Aucune transaction réelle n’a jamais été effectuée sur la plateforme, ont découvert les enquêteurs, et les retraits se sont bloqués dès que les victimes ont tenté d’encaisser leurs prétendus profits. Les participants ont plutôt viré plus de 2 millions de dollars vers des comptes bancaires à Hong Kong et ont empoché des centaines de milliers de dollars en crypto‑actifs.
Le service d’éducation des investisseurs de l’agence a profité de la décision pour renouveler un avertissement plus large concernant les escroqueries relationnelles qui ciblent de plus en plus les acheteurs de crypto. Il a encouragé le public à s’appuyer sur les registres officiels plutôt que sur les conseils issus de groupes de discussion pour évaluer toute offre.
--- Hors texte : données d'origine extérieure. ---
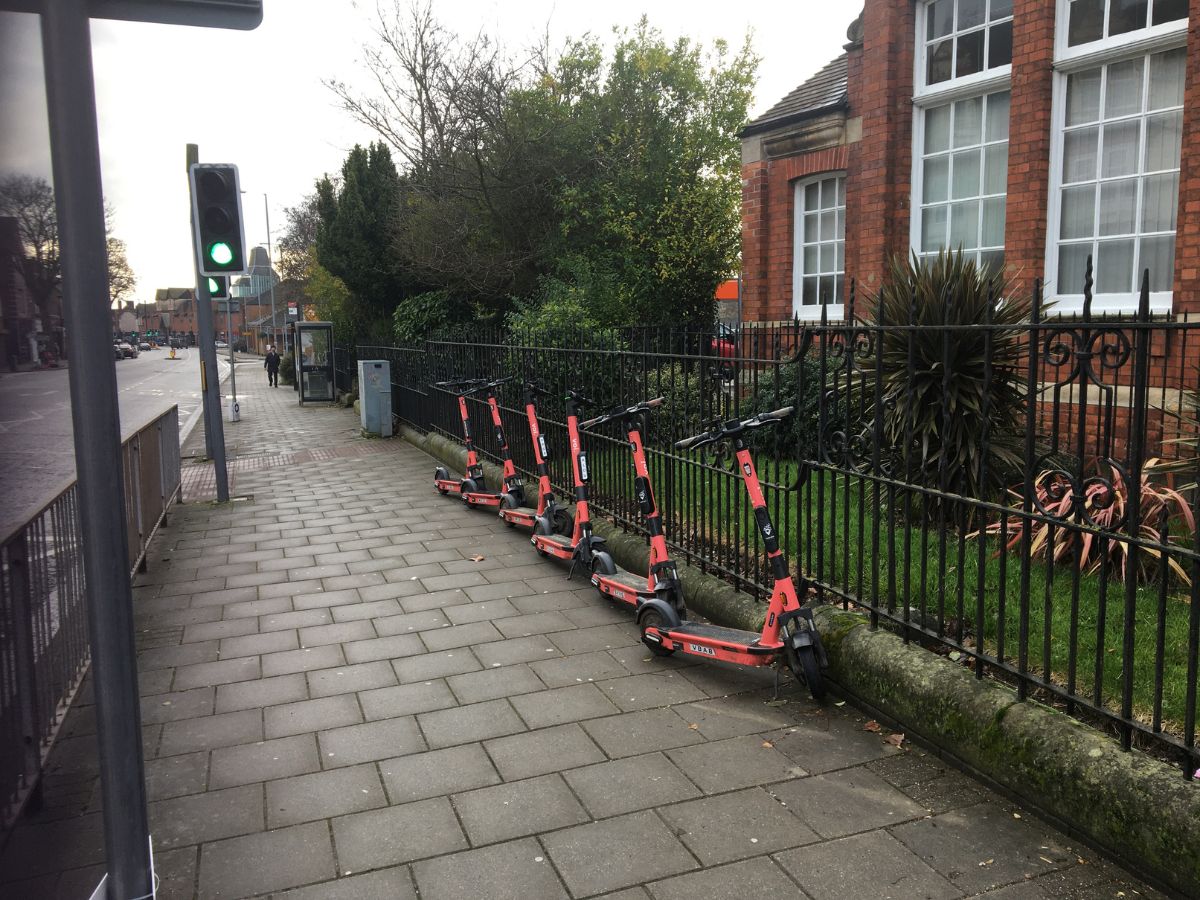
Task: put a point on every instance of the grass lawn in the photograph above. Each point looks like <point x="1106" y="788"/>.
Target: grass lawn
<point x="845" y="541"/>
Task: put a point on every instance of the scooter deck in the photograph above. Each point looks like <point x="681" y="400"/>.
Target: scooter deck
<point x="750" y="641"/>
<point x="483" y="499"/>
<point x="635" y="582"/>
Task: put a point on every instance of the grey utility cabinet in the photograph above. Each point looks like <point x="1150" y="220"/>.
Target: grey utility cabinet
<point x="375" y="396"/>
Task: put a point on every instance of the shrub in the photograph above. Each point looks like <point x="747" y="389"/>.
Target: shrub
<point x="937" y="408"/>
<point x="551" y="334"/>
<point x="1104" y="507"/>
<point x="796" y="383"/>
<point x="415" y="317"/>
<point x="693" y="396"/>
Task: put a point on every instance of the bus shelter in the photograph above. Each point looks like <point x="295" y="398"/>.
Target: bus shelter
<point x="315" y="361"/>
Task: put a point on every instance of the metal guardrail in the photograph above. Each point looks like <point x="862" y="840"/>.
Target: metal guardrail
<point x="43" y="625"/>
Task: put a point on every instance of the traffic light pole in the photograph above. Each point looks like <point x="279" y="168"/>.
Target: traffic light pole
<point x="75" y="154"/>
<point x="210" y="379"/>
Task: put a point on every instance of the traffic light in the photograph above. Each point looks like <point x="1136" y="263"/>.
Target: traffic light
<point x="216" y="210"/>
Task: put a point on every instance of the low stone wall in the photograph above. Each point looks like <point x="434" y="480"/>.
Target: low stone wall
<point x="1134" y="808"/>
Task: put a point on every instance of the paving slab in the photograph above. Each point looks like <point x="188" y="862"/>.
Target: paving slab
<point x="616" y="853"/>
<point x="265" y="862"/>
<point x="437" y="773"/>
<point x="874" y="864"/>
<point x="736" y="826"/>
<point x="516" y="809"/>
<point x="397" y="834"/>
<point x="517" y="870"/>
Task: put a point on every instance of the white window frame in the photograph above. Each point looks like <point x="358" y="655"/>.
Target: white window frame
<point x="811" y="312"/>
<point x="1069" y="60"/>
<point x="967" y="85"/>
<point x="976" y="85"/>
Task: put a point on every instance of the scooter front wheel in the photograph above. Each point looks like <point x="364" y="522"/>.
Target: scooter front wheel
<point x="803" y="663"/>
<point x="564" y="522"/>
<point x="654" y="618"/>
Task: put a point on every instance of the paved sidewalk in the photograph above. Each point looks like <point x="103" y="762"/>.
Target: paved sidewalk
<point x="355" y="688"/>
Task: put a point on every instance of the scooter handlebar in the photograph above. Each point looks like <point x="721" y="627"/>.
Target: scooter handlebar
<point x="726" y="430"/>
<point x="623" y="412"/>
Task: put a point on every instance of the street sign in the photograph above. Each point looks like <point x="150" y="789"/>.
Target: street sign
<point x="239" y="15"/>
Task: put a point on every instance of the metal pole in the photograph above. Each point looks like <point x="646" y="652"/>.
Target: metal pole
<point x="210" y="379"/>
<point x="75" y="153"/>
<point x="270" y="273"/>
<point x="233" y="372"/>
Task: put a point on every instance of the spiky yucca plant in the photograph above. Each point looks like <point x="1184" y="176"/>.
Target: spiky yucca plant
<point x="964" y="433"/>
<point x="1159" y="509"/>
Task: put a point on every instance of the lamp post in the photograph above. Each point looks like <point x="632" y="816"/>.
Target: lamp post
<point x="270" y="270"/>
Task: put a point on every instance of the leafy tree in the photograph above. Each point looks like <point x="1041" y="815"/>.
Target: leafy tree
<point x="299" y="238"/>
<point x="121" y="279"/>
<point x="30" y="201"/>
<point x="621" y="173"/>
<point x="354" y="232"/>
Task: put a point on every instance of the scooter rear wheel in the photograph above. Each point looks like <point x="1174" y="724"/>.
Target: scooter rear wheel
<point x="564" y="522"/>
<point x="804" y="665"/>
<point x="648" y="619"/>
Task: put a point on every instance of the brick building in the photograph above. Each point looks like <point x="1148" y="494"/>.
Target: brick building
<point x="1032" y="133"/>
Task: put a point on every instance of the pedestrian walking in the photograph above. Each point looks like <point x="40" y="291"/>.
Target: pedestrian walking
<point x="273" y="366"/>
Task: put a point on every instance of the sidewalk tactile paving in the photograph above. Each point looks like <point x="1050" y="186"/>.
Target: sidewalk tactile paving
<point x="330" y="681"/>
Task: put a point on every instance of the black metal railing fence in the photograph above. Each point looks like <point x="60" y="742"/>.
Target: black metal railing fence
<point x="1030" y="529"/>
<point x="43" y="627"/>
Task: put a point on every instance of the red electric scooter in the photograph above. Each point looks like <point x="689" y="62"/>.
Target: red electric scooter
<point x="661" y="582"/>
<point x="789" y="631"/>
<point x="526" y="516"/>
<point x="576" y="544"/>
<point x="472" y="489"/>
<point x="442" y="479"/>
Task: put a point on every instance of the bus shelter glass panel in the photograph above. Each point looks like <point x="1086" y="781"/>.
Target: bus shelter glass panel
<point x="315" y="363"/>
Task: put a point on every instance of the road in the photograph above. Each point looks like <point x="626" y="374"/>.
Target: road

Chacun peut vérifier un vendeur via la base de données Investor.gov avant de déplacer le moindre dollar.
Explosion des arnaques amoureuses crypto
Le jugement figure parmi les premières actions américaines visant directement la fraude d’investissement relationnel, une catégorie souvent appelée « pig butchering ». De tels stratagèmes cultivent des liens personnels pendant des semaines ou des mois avant de pousser les cibles vers des plateformes sophistiquées qui affichent de faux profits, puis bloquent discrètement tout retrait.
Ces fraudes se sont multipliées à mesure que l’adoption des crypto‑monnaies s’est élargie et que les escrocs ont affiné leurs scénarios. En mai, une femme néo‑zélandaise a perdu près de 800 000 $ au profit d’escrocs se faisant passer pour un général de l’armée américaine à la retraite, une affaire que les autorités ont rattachée au même modus operandi de tromperie lente et patiente.
Les régulateurs indiquent que ce schéma continue de réapparaître au‑delà des frontières, bien souvent hors de portée de tout recours.